Monseigneur Dieudonné Watio, évêque de Bafoussam. / DR

Au Cameroun polémique autour de la suspension d’un prêtre pour syncrétisme

Urbi & Orbi Africa | L’évêque diocèse de Bafoussam, dans la région de l’Ouest du Cameroun, a suspendu ad divinis le père André Marie Kengne, curé de la paroisse Sainte-Anne de Mbouda, pour apologie du syncrétisme religieux, et glissements hérétiques. Il est reproché à ce prêtre d’avoir mis en ligne une vidéo dans laquelle il fait la promotion de la culture traditionnelle et ancestrale Bamiléké qui selon l’évêque n’est pas conforme à la doctrine chrétienne. L’affaire a donc vite fait de diviser au sein du collège presbytéral du diocèse de Bafoussam.

Dans le diocèse de Bafoussam, ce qu’on appelle désormais «?l’affaire de la suspension du père Kengne?» divise. Dans une décision canonique rendue publique le 15 juin 2020 et fortement médiatisée Mgr Dieudonné Watio, évêque de ce diocèse de l’Ouest du Cameroun a suspendu a divinis le père André Marie Kengne. Autrement dit, ce prêtre est désormais interdit d’exercer son pouvoir d’ordre, c’est-à-dire l’administration des sacrements.

Il est reproché au curé de la paroisse Sainte-Anne de Mbouda d’avoir fait l’apologie du syncrétisme dans une vidéo mise en ligne dans laquelle il explique sa participation à une danse cultuelle d’une société secrète du peuple bamiléké de Bandjoun dans la région de l’Ouest Cameroun.
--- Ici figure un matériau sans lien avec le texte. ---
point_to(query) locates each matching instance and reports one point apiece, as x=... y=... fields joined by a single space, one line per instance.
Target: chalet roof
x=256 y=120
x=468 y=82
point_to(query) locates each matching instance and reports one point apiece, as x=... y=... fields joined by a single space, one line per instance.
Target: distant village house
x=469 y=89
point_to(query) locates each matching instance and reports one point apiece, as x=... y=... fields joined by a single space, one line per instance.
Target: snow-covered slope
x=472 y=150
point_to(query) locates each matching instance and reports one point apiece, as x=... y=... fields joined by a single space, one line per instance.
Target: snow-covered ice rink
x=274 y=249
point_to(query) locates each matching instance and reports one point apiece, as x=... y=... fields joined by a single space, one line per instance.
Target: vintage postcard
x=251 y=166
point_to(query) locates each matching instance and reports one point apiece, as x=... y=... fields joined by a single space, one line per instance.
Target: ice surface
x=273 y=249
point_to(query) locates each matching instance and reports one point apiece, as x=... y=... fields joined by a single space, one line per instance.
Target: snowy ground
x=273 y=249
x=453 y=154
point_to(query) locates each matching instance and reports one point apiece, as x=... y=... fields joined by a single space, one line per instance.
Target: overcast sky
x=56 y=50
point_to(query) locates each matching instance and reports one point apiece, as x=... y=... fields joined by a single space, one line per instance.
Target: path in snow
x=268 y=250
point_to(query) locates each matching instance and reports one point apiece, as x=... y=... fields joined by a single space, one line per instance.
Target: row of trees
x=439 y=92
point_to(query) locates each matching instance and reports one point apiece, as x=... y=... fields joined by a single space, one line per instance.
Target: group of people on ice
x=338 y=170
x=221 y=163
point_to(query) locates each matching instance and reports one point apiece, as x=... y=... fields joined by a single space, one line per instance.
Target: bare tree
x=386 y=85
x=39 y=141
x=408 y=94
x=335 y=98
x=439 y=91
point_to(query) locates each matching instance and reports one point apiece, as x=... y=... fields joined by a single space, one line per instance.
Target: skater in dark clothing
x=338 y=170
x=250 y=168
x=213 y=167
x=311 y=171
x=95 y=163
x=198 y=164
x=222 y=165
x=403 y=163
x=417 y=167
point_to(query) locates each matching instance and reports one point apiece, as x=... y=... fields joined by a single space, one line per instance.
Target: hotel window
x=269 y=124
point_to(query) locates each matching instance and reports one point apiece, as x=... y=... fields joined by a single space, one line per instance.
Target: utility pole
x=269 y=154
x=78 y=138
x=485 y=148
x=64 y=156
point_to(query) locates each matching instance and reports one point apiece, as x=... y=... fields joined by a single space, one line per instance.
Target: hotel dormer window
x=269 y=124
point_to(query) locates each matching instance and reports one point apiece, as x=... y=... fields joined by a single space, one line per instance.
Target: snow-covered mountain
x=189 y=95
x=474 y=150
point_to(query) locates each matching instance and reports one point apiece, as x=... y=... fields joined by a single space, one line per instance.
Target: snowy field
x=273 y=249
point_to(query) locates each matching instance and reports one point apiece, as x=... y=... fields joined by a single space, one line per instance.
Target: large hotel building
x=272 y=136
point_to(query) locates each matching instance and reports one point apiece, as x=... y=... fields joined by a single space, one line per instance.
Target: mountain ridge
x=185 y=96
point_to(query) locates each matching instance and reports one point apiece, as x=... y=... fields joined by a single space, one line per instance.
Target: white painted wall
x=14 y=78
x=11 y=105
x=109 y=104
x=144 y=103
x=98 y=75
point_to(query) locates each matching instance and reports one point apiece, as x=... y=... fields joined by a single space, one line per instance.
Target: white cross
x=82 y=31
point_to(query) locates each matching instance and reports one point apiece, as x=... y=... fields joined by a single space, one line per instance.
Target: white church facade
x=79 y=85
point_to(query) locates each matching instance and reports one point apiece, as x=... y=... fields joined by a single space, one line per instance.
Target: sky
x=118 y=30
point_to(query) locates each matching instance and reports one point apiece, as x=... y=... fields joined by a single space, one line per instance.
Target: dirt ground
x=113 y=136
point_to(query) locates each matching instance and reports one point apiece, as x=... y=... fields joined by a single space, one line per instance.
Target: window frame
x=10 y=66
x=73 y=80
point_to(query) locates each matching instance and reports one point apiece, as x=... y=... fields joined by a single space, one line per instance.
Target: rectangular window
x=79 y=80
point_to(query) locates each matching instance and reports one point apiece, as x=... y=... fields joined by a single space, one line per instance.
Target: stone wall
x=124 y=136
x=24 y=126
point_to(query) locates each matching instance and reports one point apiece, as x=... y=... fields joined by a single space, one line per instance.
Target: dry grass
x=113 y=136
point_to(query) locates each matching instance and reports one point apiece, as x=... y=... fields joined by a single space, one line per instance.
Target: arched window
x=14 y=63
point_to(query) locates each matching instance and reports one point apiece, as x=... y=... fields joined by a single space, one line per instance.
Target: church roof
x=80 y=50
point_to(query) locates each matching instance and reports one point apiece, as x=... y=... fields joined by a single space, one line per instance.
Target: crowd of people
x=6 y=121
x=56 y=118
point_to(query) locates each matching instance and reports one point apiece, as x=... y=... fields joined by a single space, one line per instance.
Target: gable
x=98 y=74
Dans cette vidéo, on voit le prêtre exécuter, en tenue traditionnelle une danse cultuelle bamiléké lors d’une fête traditionnelle. Par la suite, ce docteur en morale et chercheur en anthropologie culturelle explique en français et en langue Bandjoun, cette danse cultuelle et la signification des us et coutumes traditionnels du peuple bamiléké. Il indique également que rien dans la Bible, dans la foi chrétienne et dans sa position de prêtre catholique ne lui interdisait de participer à cette cérémonie traditionnelle qui fait partie de ses racines. Dans la même vidéo, le père André Marie Kengne vante la culture traditionnelle de son peuple d’origine, en lui trouvant des valeurs qui de son point de vue sont chrétiennes et conformes à la doctrine catholique.

Polémique

Ce point de vue n’est pas partagé par son évêque qui, après avoir pris connaissance de la vidéo devenue virale au Cameroun a décidé de le sanctionner. «?Le père évêque a agi en fonction de la doctrine de l’Église?», explique le père Clément Kouamo, proche de la curie diocésaine de Bafoussam. «?Il se doit de privilégier l’enseignement officiel de l’Église. Et surtout ne pas laisser libre cours à toutes les formes de syncrétismes religieux entre le christianisme et les cultes traditionnels?».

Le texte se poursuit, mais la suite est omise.